NewsTracker Answers for week of Jan. 14, 2013

Q: A dozen killer whales trapped under sea ice with only a single breathing hole have reached safety in Canada's Hudson Bay after shifting winds cleared away floating ice, local villagers reported. Where is Hudson Bay?

Circle the area on this map


Q: Before the ice shifted, local villagers planned to use chain saws to cut air holes for the whales. The recent movie "Big Miracle" depicted a similar 1988 rescue effort near the northernmost point of the United States . . .

A. Cape Horn

B. Point Barrow

C. Cape Fear

D. Grosse Pointe


B. Operation Breakthrough was a $1 million international effort to free three gray whales trapped in the pack ice of the Beaufort Sea near Point Barrow, Alaska. The area was first occupied about 1,000 years ago by ancestors of the Inupiat people who still hunt and fish the off the point, which is only 1,291 miles from the North Pole.


Q: Hudson Bay is named after English explorer Henry Hudson who found it in 1610 while searching for . . .

A. Gold

B. Fountain of Youth

C. Whales

D. Northwest Passage


D. Hudson was trying to find a northerly sea route from the Atlantic to the Pacific coast of China. After being trapped by ice and spending a winter on shore, he wanted to continue his quest. However, much of his crew wanted to return home and mutinied. Hudson, his teen-aged son and nine crewmen were cast adrift in a small boat in the bay, and they were never seen again.


Q: Europeans made repeated attempts to find an Arctic Ocean shortcut to the Pacific Ocean. Before the 20th century, the shortest sea route from Europe to the Pacific was by way of . . .

A. Cape Horn

B. Cape Hope

C. Cape Fear

D. Cape Fligely


A. The stormy seas at southern end of South America were the quickest way to the Pacific until the opening of the Panama Canal in 1914. Ships going by way of Cape Hope in southern Africa had to cross the Indian Ocean to get to the Pacific. Cape Fear is on the cost of North Carolina, and Cape Fligely is the northernmost point of Europe, about 566 miles from the North Pole.
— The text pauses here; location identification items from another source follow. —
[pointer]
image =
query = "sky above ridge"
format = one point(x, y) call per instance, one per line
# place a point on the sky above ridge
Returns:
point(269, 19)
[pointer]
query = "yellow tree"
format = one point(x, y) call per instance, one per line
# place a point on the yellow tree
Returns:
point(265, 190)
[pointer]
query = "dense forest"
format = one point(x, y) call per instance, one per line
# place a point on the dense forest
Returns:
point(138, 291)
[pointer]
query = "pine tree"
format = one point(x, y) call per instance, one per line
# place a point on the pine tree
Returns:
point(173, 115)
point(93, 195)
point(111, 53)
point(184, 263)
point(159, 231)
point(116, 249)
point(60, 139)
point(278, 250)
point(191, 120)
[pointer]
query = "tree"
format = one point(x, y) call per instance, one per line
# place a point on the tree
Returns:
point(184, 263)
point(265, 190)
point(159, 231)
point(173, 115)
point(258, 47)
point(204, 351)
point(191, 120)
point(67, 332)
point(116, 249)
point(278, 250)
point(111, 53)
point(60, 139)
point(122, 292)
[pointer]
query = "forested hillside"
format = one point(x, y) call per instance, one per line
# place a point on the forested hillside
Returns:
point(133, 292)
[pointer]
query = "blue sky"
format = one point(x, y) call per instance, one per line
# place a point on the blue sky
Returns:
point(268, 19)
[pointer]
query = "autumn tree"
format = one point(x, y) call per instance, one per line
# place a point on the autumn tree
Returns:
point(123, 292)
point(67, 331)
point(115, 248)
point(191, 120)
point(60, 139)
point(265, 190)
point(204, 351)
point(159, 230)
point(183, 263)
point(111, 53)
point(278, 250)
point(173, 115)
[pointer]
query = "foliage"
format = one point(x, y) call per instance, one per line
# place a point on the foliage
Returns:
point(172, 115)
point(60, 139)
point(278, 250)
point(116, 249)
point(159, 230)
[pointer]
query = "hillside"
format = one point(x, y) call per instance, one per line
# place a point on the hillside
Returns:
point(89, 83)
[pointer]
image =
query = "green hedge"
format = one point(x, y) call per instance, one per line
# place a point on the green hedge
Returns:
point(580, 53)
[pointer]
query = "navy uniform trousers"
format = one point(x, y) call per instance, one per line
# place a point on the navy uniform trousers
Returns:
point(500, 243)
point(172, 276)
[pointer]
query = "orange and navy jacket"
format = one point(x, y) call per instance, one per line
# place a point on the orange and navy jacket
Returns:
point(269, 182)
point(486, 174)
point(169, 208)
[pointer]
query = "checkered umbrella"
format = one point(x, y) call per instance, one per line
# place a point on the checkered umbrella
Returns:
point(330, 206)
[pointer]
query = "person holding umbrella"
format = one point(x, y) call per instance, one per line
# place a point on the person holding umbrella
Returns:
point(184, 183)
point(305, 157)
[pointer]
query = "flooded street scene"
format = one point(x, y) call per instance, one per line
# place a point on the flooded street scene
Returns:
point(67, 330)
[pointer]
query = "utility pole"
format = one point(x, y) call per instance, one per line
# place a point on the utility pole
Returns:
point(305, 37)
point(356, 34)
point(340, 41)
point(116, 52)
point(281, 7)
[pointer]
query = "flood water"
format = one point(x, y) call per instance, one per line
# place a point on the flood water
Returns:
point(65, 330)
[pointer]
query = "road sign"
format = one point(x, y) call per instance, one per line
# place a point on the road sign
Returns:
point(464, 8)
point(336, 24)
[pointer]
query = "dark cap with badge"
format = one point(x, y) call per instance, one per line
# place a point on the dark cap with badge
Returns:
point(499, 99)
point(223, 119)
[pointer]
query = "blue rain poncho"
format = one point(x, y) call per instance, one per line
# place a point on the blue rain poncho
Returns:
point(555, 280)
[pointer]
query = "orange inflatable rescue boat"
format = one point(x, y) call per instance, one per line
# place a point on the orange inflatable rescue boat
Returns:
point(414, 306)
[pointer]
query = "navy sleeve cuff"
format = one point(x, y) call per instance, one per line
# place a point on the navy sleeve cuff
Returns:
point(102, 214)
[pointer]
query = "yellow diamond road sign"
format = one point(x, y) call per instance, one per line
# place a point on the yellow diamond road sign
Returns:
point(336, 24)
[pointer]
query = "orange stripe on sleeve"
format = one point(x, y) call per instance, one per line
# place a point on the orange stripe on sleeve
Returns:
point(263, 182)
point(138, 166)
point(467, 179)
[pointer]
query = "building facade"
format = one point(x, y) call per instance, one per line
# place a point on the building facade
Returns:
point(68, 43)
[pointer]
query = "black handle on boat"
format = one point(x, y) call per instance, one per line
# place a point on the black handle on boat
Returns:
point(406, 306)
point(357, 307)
Q: The Hudson's Bay Company is the oldest commercial corporation in North America. It was incorporated in 1670 to trade in . . .

A. Tea

B. Furs

C. Gold

D. Slaves


B. From its headquarters on Hudson Bay, the company controlled the fur trade of most of British North America for several centuries. Today, it runs retails stores throughout Canada and the United States.